Petrie shows up to do “doctor’y” things and then jets off when not needed by the author. Fu-Manchu’s main English adversary, Sir Dennis Nayland Smith, sometimes referred to as Sir Dennis and at other times as Nayland Smith, does his typical bungling job of opposing Fu-Manchu. Greville’s lover and Barton’s niece is there to provide a frisson of danger and to be kidnapped and that’s about it.
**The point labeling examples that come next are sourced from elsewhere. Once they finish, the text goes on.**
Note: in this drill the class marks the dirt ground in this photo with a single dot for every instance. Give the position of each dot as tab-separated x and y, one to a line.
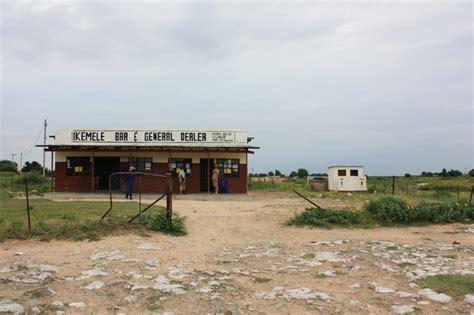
238	257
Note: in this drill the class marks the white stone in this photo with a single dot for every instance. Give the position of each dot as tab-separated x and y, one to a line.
8	306
328	273
437	297
299	294
111	255
383	290
162	284
94	285
80	305
328	256
402	309
130	299
152	262
146	246
469	298
56	305
355	285
93	273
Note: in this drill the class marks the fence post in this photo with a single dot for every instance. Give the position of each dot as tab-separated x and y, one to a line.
140	193
27	203
169	200
470	198
393	185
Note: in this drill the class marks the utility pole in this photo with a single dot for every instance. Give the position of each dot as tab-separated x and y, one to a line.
44	148
13	158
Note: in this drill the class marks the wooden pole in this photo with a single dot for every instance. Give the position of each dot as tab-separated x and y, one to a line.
169	201
51	177
140	193
27	203
393	185
470	198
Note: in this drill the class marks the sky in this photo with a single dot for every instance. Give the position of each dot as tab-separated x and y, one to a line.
387	85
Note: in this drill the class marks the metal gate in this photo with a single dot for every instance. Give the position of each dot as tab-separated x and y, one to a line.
134	184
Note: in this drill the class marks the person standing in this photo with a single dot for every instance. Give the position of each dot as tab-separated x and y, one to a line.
215	178
129	181
182	180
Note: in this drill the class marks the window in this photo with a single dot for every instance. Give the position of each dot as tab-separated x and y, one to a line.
228	168
142	164
78	166
182	163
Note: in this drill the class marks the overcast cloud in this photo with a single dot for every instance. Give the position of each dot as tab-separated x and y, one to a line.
386	85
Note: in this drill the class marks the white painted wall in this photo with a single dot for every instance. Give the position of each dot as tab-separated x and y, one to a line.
348	182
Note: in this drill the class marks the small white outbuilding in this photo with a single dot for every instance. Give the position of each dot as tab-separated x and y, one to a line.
347	178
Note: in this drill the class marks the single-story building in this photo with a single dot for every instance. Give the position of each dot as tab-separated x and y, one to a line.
347	178
84	159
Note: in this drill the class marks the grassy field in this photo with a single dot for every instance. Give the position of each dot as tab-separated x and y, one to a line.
74	220
453	285
432	189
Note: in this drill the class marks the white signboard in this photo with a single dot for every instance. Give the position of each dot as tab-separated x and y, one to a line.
148	137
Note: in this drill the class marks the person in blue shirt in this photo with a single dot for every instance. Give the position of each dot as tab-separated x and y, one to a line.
129	179
182	180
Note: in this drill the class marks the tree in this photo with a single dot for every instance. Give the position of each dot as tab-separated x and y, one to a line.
302	173
8	166
32	167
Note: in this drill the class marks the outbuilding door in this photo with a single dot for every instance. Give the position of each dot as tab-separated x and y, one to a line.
103	167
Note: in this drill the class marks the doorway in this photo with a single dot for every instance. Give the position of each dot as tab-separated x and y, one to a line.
206	173
103	167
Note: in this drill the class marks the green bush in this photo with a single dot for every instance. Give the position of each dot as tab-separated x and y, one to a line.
390	210
444	212
326	218
158	221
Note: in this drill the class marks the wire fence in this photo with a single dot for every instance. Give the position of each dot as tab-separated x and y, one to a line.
135	185
23	203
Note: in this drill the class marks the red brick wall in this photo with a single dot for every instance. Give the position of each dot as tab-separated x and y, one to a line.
64	183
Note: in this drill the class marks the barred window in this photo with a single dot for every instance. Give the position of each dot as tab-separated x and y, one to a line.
228	167
142	164
184	164
78	166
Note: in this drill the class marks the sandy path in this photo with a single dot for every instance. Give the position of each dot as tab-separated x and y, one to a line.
239	257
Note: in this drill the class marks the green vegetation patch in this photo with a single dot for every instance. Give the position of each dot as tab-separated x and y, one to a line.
79	220
453	285
387	210
327	218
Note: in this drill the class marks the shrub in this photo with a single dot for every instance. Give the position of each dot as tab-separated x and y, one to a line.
390	209
325	218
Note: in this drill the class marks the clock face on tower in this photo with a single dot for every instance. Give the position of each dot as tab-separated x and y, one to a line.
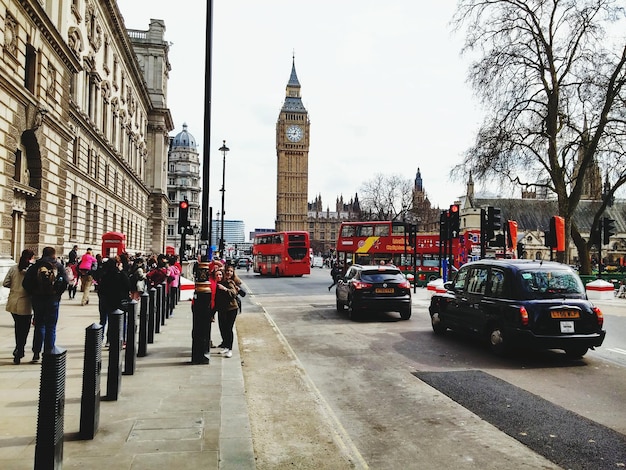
294	133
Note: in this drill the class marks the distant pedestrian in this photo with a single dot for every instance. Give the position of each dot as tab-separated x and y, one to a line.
45	281
72	256
335	271
71	272
18	302
86	268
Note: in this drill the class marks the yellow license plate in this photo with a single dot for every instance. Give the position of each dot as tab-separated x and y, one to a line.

Finally, the biggest thing that got my goat, was that Fu-Manchu acts like an English Blue-Blood and keeps his “sacred and honorable word” even though it means not killing Nayland Smith, Petrie and Barton, the man who cheated him. It was pure national projection on the part of Rohmer (the author) and it stank like three day old fish. There are times I wish people like Rohmer had been in Mao’s re-education camps. I realize that is impossible, given when this was written and when Mao’s reign of terror occurred, but still, I like to fantasize.
I still enjoyed the overall story of the rise of a heretic sect of Islam but it wasn’t much of a Dr Fu-Manchu story, hence the extremely low rating. I just hope that wretched Greville isn’t the narrator for the next story.
★✬☆☆☆
From the Publisher
After discovering the tomb of El Mokanna - the Veiled Prophet - and retrieving the precious relics buried there, the eminent archaeologist Sir Lionel Barton blows up the tomb. The heretic sect faithful to Mokanna interpret the fireball as their prophet's second coming, and a violent uprising begins.
Meanwhile, the insidious Dr. Fu-Manchu senses an opportunity to use the powerful relics for his own evil ends. The action stretches from Persia to Cairo, then back to London, including an extraordinary confrontation inside of the Great Pyramid. Along the way his opponents face Ogboni killers, mind-control drugs, dervishes, and a "ghost mosque."